Customize via herbarium_ocr_config.toml. Search order: -c path > User dir > Defaults. Only include settings you want to override.

Example Config (herbarium_ocr_config.toml):

[OCR_CONFIG]
languages = "en,ru"         # Default language hints
output_format = "html"      # Default conversion format
preprocess_images = true    # Enable block enhancement
enhance_contrast = true
denoise = false             # Disable slow denoising
sharpen = true
attempt_auto_rotation = true # Enable Tesseract rotation
# tesseract_cmd_path = "/usr/local/bin/tesseract" # Tesseract path (Example)
min_rotation_confidence = 50
max_workers = 0             # Use all CPU cores for batch

[DOCLAYOUT_CONFIG]
RELEVANT_TEXT_CLASSES = ["title", "plain text"]
DOCLAYOUT_CONF_THRESHOLD = 0.25

[MODEL_CONFIGS]
# Add a new model definition (Example using OpenRouter)
  [MODEL_CONFIGS.openrouter]                # Name used with the --model argument (e.g., --model openrouter)
  type = "openai_compatible"                # Specifies which client handles this (OpenAI compatible)
  language_mode = "list_hint"               # How the client uses the --languages arg (accepts list as hint)
  api_key_env = "OPENROUTER_API_KEY"        # Environment variable name holding the API key
  base_url = "https://openrouter.ai/api/v1" # Base URL for the API endpoint (provider: OpenRouter)
  model_id = "google/gemma-3-27b-it:free"   # Specific model identifier (get from provider's documentation)
  rpm_limit = 20                            # Requests Per Minute limit (check provider's documentation/limits)

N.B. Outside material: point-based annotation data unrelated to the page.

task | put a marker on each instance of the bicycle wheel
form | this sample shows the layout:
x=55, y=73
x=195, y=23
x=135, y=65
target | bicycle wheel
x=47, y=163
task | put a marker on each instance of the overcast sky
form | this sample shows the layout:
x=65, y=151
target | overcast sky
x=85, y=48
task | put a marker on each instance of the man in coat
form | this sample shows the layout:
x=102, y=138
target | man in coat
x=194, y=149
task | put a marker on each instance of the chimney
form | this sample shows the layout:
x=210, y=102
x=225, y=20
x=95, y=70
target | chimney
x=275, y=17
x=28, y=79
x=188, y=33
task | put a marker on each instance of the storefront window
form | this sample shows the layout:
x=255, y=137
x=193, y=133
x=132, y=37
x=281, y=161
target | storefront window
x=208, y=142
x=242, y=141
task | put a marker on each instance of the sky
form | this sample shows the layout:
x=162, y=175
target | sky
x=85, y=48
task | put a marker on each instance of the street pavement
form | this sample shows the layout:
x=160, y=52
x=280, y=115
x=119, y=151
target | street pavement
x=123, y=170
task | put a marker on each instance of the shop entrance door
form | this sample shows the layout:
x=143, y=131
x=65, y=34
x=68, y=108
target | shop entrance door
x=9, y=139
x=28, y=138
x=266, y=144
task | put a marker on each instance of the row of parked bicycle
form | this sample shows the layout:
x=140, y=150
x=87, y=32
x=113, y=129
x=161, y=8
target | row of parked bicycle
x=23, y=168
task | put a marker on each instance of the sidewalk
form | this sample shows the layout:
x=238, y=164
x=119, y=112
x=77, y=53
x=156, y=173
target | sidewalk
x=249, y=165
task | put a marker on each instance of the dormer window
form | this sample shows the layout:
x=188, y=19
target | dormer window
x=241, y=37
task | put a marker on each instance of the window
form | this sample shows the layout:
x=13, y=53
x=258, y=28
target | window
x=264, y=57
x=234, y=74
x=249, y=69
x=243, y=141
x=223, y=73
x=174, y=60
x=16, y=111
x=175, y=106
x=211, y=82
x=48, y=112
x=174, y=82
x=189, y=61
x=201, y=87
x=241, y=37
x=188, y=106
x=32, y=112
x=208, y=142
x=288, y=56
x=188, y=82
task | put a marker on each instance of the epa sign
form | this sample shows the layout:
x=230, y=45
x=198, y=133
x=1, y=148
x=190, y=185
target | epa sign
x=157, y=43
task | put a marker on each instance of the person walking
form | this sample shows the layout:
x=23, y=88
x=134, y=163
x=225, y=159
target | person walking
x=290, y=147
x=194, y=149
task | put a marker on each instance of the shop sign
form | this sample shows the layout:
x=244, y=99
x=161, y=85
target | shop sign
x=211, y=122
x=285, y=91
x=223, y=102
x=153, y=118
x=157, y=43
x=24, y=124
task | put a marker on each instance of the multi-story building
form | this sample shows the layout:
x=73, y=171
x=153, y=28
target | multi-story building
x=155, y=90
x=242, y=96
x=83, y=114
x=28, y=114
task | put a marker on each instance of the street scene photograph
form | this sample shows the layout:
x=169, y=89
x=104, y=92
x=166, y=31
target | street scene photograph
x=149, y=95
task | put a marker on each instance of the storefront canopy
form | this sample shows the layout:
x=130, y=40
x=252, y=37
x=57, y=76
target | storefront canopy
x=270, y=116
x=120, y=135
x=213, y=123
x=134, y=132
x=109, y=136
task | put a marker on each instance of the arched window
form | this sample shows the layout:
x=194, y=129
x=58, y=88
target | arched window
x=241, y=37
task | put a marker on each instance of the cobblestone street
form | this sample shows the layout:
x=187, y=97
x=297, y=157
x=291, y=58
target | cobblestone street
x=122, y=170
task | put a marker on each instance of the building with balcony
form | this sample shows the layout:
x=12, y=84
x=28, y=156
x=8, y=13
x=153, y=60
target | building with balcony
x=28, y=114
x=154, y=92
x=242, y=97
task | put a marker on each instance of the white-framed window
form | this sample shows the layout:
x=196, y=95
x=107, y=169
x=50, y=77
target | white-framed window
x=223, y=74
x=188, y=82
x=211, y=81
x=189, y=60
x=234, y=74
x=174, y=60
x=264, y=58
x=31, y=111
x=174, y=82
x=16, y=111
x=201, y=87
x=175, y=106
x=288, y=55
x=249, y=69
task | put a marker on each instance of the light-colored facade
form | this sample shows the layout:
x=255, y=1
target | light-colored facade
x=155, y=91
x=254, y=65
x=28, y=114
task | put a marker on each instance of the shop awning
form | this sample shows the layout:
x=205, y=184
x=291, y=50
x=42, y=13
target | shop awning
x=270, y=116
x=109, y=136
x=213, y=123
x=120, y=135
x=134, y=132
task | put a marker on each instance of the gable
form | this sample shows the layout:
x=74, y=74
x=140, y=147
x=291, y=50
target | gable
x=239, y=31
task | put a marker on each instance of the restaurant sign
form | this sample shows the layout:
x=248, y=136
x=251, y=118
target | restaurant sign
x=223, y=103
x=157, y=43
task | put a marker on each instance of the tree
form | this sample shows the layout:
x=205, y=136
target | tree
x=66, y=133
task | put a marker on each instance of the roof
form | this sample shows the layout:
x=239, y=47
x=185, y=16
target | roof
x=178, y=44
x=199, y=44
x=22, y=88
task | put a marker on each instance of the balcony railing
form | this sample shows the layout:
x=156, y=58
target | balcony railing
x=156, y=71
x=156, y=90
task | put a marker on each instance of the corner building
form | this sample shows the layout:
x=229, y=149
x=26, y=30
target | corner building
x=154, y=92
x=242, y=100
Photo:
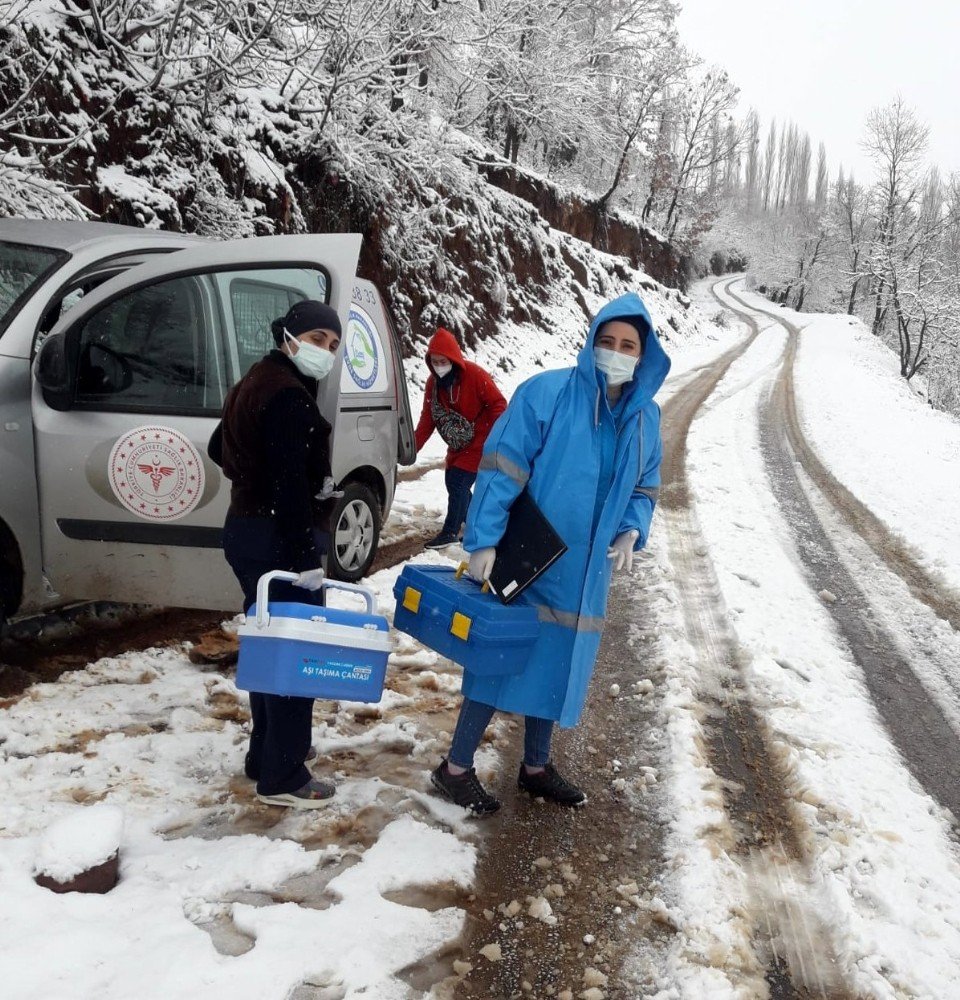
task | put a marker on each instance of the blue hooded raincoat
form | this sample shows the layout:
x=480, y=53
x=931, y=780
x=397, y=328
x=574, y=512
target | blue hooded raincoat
x=595, y=473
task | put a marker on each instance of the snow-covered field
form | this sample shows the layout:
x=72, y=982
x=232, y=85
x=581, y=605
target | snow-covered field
x=220, y=896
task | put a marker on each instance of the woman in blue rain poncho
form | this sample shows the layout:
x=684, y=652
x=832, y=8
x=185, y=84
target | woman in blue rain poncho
x=585, y=442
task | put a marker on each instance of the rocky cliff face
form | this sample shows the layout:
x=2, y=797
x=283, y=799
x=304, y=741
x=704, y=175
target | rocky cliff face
x=608, y=231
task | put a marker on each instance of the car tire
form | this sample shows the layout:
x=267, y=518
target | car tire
x=354, y=533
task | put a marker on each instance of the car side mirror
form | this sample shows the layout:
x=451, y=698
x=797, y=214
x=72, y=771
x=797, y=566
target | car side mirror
x=51, y=368
x=102, y=371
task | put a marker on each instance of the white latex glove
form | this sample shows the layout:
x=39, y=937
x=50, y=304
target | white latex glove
x=481, y=564
x=311, y=579
x=621, y=552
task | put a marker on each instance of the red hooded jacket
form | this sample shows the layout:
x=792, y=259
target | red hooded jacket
x=473, y=394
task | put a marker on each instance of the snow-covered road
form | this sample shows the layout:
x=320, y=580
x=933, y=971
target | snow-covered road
x=771, y=744
x=815, y=862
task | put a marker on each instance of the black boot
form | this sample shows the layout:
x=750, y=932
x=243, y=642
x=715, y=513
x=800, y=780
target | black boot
x=464, y=789
x=549, y=784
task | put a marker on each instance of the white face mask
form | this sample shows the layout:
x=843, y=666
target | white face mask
x=314, y=362
x=618, y=368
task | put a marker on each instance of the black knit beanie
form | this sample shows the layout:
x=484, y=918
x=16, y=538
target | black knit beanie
x=306, y=315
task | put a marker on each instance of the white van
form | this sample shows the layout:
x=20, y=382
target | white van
x=117, y=349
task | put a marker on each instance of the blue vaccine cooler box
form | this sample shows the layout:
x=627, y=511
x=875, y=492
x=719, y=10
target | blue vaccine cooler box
x=451, y=613
x=311, y=651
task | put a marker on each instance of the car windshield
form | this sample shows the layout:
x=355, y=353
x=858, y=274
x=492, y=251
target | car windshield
x=22, y=268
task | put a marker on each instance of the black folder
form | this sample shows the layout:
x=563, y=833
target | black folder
x=529, y=547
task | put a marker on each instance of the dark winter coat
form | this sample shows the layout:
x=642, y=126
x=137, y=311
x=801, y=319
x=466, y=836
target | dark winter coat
x=274, y=447
x=473, y=393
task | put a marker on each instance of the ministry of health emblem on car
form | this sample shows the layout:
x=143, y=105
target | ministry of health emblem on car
x=156, y=473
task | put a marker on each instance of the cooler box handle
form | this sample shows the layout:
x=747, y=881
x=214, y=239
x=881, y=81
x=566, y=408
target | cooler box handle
x=462, y=568
x=263, y=589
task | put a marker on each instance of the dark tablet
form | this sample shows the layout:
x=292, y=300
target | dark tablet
x=529, y=547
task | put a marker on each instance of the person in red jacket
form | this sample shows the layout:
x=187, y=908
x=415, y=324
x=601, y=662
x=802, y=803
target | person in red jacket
x=462, y=403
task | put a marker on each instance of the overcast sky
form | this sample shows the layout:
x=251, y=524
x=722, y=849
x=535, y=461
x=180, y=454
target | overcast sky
x=825, y=63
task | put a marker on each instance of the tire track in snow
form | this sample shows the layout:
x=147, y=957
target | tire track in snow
x=892, y=550
x=916, y=723
x=790, y=941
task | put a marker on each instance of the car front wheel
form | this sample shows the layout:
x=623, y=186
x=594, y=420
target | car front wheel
x=355, y=525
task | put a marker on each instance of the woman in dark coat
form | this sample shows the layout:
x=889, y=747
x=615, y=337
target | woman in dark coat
x=274, y=447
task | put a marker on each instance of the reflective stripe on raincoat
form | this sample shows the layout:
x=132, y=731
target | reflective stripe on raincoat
x=560, y=440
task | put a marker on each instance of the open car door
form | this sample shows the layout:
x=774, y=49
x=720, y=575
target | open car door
x=131, y=506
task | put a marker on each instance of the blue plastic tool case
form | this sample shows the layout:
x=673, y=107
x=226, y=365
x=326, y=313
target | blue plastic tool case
x=311, y=651
x=451, y=614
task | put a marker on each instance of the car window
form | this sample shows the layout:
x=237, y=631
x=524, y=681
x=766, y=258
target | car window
x=155, y=349
x=254, y=305
x=254, y=299
x=22, y=268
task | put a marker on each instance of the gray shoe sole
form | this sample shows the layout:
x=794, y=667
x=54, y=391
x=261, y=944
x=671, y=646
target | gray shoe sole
x=292, y=801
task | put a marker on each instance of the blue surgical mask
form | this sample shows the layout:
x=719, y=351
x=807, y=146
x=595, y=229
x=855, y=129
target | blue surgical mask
x=618, y=368
x=312, y=361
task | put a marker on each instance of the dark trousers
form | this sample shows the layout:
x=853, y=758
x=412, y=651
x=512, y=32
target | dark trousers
x=459, y=483
x=474, y=718
x=281, y=726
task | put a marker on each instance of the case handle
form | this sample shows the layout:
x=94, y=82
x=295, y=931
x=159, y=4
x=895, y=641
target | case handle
x=263, y=592
x=462, y=568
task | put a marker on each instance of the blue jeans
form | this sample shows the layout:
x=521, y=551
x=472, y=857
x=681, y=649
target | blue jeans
x=459, y=483
x=474, y=719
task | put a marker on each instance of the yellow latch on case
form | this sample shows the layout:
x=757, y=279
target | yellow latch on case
x=460, y=627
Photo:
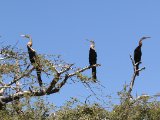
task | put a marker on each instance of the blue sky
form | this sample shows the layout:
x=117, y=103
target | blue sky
x=61, y=27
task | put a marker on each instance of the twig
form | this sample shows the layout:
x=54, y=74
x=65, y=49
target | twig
x=134, y=75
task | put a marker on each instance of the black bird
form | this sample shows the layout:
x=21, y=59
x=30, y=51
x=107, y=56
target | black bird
x=93, y=59
x=34, y=58
x=138, y=54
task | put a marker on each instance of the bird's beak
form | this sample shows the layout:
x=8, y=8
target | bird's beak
x=148, y=37
x=87, y=40
x=22, y=35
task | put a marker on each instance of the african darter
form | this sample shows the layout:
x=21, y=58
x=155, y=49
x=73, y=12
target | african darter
x=34, y=58
x=138, y=54
x=93, y=59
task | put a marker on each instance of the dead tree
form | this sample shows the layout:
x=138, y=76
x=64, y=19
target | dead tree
x=17, y=68
x=134, y=75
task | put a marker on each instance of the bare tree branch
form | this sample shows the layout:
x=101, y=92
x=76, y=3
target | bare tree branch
x=134, y=75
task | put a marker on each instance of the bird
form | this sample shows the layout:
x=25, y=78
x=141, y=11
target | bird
x=34, y=58
x=138, y=54
x=93, y=59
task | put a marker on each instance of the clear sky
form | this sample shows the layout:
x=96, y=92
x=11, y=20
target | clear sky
x=61, y=27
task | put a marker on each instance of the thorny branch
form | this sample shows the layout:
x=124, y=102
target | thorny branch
x=134, y=75
x=52, y=88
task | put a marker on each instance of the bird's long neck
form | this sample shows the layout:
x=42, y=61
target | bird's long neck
x=140, y=43
x=92, y=46
x=30, y=43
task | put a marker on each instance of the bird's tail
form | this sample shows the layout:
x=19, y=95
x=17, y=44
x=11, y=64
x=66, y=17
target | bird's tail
x=137, y=67
x=39, y=76
x=94, y=77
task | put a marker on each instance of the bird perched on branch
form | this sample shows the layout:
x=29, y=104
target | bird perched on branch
x=93, y=59
x=138, y=54
x=34, y=58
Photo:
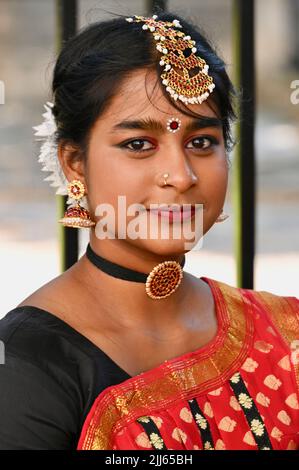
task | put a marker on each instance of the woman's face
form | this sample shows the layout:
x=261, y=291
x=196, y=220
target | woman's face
x=130, y=160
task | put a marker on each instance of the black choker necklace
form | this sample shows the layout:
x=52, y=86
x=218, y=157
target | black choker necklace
x=162, y=281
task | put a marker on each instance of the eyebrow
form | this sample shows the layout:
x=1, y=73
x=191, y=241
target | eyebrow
x=150, y=124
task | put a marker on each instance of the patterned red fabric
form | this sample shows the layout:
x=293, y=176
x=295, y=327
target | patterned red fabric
x=249, y=403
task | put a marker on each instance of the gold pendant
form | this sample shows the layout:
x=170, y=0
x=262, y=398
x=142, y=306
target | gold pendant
x=164, y=279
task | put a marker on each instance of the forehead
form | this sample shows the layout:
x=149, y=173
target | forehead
x=140, y=95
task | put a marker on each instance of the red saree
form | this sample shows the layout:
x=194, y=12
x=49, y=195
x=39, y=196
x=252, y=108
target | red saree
x=240, y=391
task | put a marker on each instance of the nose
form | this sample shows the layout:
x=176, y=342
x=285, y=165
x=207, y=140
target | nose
x=177, y=165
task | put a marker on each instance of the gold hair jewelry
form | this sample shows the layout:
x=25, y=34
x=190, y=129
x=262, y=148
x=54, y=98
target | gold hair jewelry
x=185, y=74
x=222, y=217
x=76, y=216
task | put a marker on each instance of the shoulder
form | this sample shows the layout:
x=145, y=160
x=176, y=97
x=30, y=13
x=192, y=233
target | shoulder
x=282, y=312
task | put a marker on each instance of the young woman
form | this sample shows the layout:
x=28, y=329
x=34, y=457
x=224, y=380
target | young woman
x=126, y=350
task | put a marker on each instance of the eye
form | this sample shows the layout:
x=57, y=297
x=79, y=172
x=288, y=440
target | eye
x=138, y=145
x=203, y=143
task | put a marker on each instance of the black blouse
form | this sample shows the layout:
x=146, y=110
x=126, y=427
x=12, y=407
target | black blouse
x=49, y=380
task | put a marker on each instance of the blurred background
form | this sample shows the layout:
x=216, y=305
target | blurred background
x=29, y=247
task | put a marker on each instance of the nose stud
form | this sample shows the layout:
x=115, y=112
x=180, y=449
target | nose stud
x=173, y=124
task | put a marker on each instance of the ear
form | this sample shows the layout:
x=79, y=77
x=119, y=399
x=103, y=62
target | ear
x=72, y=162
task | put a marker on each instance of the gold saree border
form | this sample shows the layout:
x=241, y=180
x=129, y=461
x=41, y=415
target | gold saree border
x=180, y=378
x=284, y=313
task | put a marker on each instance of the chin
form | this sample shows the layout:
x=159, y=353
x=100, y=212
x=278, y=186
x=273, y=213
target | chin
x=167, y=248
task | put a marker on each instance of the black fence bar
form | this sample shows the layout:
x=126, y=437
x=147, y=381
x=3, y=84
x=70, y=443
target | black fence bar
x=67, y=18
x=245, y=154
x=154, y=6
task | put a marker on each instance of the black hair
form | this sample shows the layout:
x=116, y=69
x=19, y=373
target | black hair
x=92, y=64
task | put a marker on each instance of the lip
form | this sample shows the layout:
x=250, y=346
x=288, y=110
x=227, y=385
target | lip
x=175, y=215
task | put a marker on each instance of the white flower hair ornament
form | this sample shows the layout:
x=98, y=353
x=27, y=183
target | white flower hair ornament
x=48, y=157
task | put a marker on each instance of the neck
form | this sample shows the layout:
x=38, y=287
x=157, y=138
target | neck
x=126, y=299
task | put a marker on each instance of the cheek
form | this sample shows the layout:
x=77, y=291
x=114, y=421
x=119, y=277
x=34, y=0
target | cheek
x=109, y=177
x=214, y=177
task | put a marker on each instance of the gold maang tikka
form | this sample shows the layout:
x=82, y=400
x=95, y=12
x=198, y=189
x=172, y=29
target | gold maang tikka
x=185, y=74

  # Add local Ollama model (Example, untested)
  [MODEL_CONFIGS.ollama_llava]
  type = "openai_compatible"
  language_mode = "list_hint"
  api_key_env = "OLLAMA_API_KEY" # Can be dummy value like "ollama"
  base_url = "http://localhost:11434/v1"
  model_id = "gemma3:27b" # Your loaded model name
  rpm_limit = 10
  max_dimension = 0 # Disable client image processing

  # Modify existing gemini config
  [MODEL_CONFIGS.gemini]
  model_id = "gemini-2.0-flash-lite"
  rpm_limit = 30

  # Modify XFyun printed OCR params
  [MODEL_CONFIGS.xfyun-printed-ocr]
  param_value = "ru" # Default language Russian
  max_dimension = 2000
  jpeg_quality = 90

Note: Run herbarium-ocr-check-layout or python -m Main.check_layout_model to see supported RELEVANT_TEXT_CLASSES.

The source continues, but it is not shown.